Abstract

e14690 Background: K-ras mutation in CRC is known to occur in around 40% of the general population. It implies a poor prognosis, and resistance to anti- EGFR monoclonal therapy. The incidence of Kras mutation in African American (AA) patients with CRC is not known. Methods: Records of patients treated for CRC at Kings County Hospital and Downstate Hospital; in Brooklyn from 2005-12 were reviewed. Results: Of 116 patients’ records, 90 were informative for presenting stage, K-ras expression or both; all but one were AA, and 60 of 90 (67%) were male. Their ages ranged from 36 to 86 (median 64) years. The stages at presentation were known in 76; 3% were stage I, 17% stage II, 35% stage III and 45% stage IV. Follow-up periods ranged from 14 to 2381 days (median 409). K-ras mutation analysis was performed by a single commercial laboratory in 68 patients who had, or were suspected of having advanced disease. Codons 12 and 13 in K-ras exon 2 were analyzed. Of these 68 patients 31 (45%) bore K-ras mutations. K-ras mutation status was known in 9 stage I and II pts, and 6 of 9 pts (67%) bore mutations. After 233-967 days follow-up (median 474) 8 of 9 patients were alive. The 3 pts with wild type K-ras were a median of 70 years of age, 67% were female, and all were alive at median of 266 days (range 239-122-) follow up. Of the 16 stage III patients whose K-ras was analyzed, 7 (44%) were mutated. These 7 pts were a median of 66 years of age, and 86% were male. After 398 days median follow up 57% had relapsed and 45% had died. The 9 stage III pts with wild type K-ras were a median of 70 years of age and 78% were male. After a median follow up of 600 days, 2 were relapse-free, 7 had relapsed and 6 had died. Of the 34 stage IV pts, K-ras was analyzed in 29 and mutated in 12 (41%). Of the mutated patients, 83% were female and the median age 57. Their median survival was 557 days (56-1627).
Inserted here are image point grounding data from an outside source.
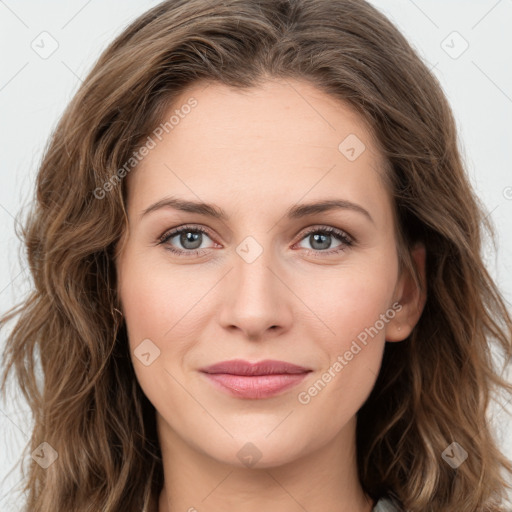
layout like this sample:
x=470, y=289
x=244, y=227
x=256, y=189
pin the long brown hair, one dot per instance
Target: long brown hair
x=433, y=389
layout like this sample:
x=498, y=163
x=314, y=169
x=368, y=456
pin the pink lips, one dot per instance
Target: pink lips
x=255, y=380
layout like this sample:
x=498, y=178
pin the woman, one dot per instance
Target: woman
x=249, y=370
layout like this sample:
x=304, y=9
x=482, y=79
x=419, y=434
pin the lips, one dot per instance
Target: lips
x=266, y=367
x=264, y=379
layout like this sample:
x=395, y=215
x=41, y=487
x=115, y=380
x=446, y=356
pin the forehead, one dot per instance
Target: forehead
x=254, y=144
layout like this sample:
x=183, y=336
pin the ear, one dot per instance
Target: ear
x=410, y=296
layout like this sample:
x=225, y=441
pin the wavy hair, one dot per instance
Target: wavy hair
x=433, y=389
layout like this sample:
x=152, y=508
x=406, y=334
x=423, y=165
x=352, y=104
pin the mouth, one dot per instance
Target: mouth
x=264, y=379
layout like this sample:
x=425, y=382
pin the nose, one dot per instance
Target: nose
x=255, y=299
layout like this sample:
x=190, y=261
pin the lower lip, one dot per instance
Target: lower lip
x=260, y=386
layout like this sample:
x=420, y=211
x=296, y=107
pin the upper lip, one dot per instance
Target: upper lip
x=266, y=367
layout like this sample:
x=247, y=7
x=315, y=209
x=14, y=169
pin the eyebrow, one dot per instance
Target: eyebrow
x=294, y=212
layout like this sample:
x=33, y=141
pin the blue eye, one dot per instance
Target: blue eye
x=189, y=236
x=322, y=237
x=191, y=239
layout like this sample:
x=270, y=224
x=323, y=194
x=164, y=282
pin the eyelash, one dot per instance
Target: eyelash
x=336, y=233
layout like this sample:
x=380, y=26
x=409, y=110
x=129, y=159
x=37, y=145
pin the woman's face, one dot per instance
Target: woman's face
x=268, y=282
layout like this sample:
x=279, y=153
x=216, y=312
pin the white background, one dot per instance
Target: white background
x=34, y=92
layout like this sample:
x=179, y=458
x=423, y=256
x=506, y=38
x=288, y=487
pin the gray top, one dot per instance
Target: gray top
x=385, y=505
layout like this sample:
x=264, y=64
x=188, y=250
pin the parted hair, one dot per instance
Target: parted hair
x=68, y=346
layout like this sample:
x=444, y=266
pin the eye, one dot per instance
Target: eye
x=190, y=237
x=320, y=239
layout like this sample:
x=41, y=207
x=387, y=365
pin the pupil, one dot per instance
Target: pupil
x=325, y=244
x=191, y=237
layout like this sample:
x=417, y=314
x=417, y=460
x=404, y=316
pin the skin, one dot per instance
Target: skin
x=255, y=153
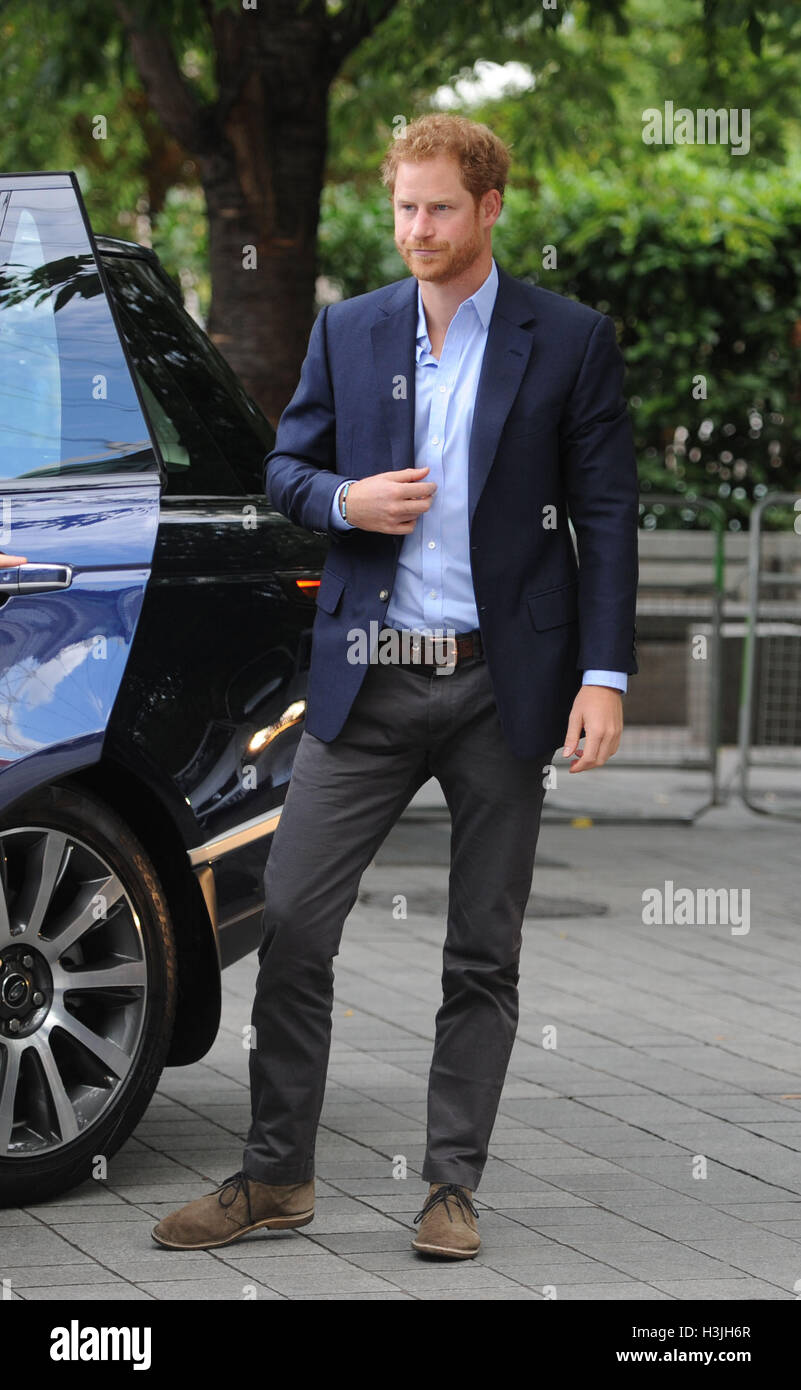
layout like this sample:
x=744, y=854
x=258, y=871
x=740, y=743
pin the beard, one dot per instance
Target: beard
x=449, y=262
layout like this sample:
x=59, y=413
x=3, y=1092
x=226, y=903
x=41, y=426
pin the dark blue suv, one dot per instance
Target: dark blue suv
x=153, y=655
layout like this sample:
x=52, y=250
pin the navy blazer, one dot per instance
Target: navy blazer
x=551, y=442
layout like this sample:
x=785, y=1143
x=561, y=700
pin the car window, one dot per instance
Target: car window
x=213, y=438
x=67, y=399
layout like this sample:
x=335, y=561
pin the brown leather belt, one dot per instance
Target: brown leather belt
x=427, y=653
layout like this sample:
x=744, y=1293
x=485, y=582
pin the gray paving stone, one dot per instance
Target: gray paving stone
x=210, y=1289
x=45, y=1276
x=727, y=1290
x=116, y=1290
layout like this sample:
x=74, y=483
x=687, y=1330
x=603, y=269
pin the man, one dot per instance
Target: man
x=444, y=431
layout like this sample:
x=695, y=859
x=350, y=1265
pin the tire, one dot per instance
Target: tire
x=88, y=990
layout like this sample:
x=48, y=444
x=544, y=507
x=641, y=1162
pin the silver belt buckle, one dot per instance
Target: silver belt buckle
x=445, y=652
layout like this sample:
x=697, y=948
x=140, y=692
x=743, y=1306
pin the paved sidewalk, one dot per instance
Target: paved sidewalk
x=648, y=1137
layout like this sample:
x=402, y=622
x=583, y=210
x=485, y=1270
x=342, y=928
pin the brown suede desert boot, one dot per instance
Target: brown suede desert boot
x=448, y=1223
x=238, y=1205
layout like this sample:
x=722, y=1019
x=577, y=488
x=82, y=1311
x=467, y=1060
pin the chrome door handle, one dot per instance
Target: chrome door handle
x=35, y=578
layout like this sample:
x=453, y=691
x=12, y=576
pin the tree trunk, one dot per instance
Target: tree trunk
x=260, y=149
x=263, y=192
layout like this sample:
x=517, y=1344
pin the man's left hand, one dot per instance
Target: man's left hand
x=598, y=712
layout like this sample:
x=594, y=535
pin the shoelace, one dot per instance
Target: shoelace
x=442, y=1194
x=238, y=1182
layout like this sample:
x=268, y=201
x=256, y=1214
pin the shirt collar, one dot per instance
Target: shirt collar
x=483, y=302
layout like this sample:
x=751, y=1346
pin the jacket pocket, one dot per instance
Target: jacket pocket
x=330, y=591
x=552, y=608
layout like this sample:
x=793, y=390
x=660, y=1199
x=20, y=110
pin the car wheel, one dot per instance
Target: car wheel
x=86, y=990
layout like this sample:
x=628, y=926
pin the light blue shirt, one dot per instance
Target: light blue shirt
x=434, y=583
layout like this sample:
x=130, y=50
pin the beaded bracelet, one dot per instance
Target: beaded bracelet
x=342, y=496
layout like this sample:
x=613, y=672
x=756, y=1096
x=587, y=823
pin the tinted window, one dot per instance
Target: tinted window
x=67, y=401
x=213, y=438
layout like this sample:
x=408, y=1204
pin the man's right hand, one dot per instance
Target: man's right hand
x=390, y=502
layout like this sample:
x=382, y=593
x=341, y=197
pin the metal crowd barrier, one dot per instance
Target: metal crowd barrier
x=673, y=706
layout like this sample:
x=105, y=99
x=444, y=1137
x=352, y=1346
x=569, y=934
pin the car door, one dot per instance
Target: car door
x=214, y=697
x=79, y=488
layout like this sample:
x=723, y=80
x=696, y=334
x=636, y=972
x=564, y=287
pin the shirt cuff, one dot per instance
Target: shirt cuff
x=618, y=680
x=337, y=519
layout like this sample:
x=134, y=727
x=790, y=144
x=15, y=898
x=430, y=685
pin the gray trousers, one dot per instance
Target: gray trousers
x=342, y=799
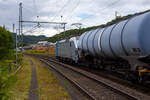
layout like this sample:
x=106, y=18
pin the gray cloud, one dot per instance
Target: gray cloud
x=88, y=12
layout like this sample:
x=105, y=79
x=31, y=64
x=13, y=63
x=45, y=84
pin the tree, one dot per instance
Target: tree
x=6, y=42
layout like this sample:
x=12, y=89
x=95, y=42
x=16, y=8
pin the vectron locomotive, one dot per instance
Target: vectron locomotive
x=123, y=46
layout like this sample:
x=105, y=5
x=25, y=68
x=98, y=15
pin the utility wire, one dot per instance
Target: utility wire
x=102, y=9
x=73, y=10
x=62, y=8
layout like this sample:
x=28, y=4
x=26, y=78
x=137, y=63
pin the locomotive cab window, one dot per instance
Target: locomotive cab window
x=70, y=44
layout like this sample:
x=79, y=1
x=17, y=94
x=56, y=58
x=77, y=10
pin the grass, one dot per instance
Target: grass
x=49, y=87
x=21, y=88
x=40, y=52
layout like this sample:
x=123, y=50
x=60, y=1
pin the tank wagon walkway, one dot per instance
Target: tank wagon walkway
x=33, y=93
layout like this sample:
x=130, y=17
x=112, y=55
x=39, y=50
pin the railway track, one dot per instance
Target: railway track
x=94, y=86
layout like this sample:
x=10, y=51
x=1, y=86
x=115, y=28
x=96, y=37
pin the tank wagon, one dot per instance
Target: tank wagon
x=124, y=46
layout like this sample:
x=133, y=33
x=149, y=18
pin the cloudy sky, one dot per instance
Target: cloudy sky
x=87, y=12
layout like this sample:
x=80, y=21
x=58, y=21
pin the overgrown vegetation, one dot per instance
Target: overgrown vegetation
x=30, y=39
x=75, y=32
x=19, y=91
x=36, y=52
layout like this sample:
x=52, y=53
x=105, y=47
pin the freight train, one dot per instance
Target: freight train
x=123, y=46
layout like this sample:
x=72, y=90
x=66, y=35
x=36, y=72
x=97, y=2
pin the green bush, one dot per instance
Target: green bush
x=6, y=81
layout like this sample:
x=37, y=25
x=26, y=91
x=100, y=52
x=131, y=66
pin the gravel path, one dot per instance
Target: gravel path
x=33, y=92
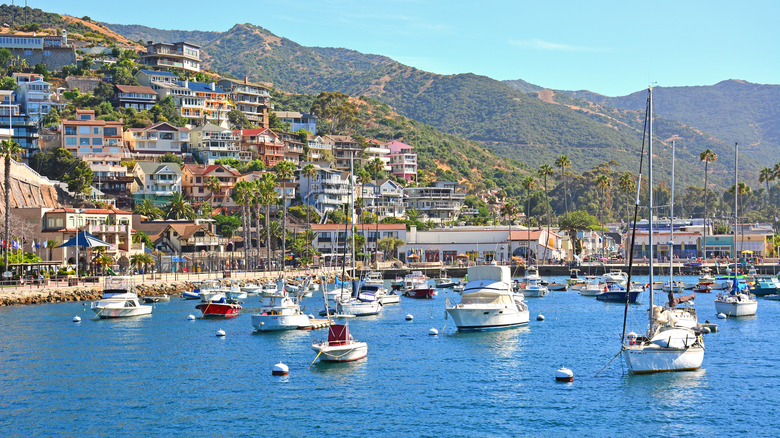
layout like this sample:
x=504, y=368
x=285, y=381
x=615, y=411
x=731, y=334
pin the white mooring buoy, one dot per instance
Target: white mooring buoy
x=280, y=369
x=564, y=375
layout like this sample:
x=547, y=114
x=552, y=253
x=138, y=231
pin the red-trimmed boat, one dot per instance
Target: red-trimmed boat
x=221, y=308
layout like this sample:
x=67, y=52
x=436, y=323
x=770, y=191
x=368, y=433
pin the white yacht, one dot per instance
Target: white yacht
x=119, y=300
x=279, y=311
x=488, y=302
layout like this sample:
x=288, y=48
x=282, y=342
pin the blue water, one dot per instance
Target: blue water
x=163, y=375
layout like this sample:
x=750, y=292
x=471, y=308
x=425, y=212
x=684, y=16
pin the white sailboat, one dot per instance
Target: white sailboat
x=737, y=301
x=666, y=346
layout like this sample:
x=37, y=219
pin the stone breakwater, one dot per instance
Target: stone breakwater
x=90, y=293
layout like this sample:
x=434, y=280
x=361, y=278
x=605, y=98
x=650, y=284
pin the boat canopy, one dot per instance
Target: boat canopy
x=490, y=273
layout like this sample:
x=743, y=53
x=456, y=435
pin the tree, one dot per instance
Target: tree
x=9, y=149
x=213, y=185
x=708, y=157
x=564, y=162
x=148, y=209
x=335, y=111
x=179, y=208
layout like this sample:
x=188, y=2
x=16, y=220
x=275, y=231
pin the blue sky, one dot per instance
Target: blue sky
x=609, y=47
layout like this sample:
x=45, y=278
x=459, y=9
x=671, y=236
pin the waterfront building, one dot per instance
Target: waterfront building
x=156, y=181
x=182, y=56
x=298, y=120
x=253, y=100
x=150, y=142
x=440, y=202
x=402, y=162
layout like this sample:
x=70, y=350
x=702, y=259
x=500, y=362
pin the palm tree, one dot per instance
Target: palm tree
x=242, y=195
x=148, y=209
x=766, y=175
x=285, y=172
x=9, y=149
x=544, y=171
x=626, y=184
x=529, y=184
x=213, y=185
x=603, y=182
x=265, y=195
x=564, y=162
x=708, y=157
x=179, y=208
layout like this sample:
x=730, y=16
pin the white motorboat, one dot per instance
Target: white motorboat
x=279, y=311
x=667, y=346
x=340, y=346
x=119, y=300
x=533, y=288
x=488, y=301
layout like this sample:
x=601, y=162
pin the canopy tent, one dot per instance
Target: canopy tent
x=84, y=240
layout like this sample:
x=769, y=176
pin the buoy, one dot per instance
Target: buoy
x=564, y=375
x=280, y=369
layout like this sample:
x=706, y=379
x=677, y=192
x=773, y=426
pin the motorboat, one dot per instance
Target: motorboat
x=340, y=346
x=416, y=286
x=220, y=307
x=119, y=300
x=488, y=301
x=593, y=288
x=279, y=311
x=532, y=287
x=614, y=293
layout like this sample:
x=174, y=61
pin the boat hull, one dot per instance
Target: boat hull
x=340, y=352
x=481, y=319
x=653, y=359
x=267, y=323
x=218, y=310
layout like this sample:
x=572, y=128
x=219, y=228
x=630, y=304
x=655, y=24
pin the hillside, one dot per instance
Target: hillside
x=501, y=116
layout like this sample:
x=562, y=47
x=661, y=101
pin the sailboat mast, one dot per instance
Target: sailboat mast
x=736, y=198
x=650, y=204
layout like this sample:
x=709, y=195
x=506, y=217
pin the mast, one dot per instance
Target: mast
x=650, y=205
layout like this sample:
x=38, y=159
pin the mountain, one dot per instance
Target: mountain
x=517, y=120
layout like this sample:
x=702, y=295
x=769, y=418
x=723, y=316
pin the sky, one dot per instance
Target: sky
x=609, y=47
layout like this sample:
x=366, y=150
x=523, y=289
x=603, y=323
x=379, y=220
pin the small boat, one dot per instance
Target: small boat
x=614, y=293
x=340, y=346
x=119, y=300
x=488, y=301
x=219, y=308
x=279, y=312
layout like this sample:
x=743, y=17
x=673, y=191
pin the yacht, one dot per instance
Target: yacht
x=119, y=300
x=488, y=302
The 17 pts with wild type K-ras were 67% female with a median age of 59. Their median survival was 711 days (25-2040). The presenting CEA levels were similar in wild type and mutated patients. Conclusions: The prevalence of K-ras mutations, and the better prognosis of wild type K-ras in advanced CRC in AA patients, is similar to that of the general American population. The relapse rate of stage 3 AA patients seems higher in both wild type and mutated pts.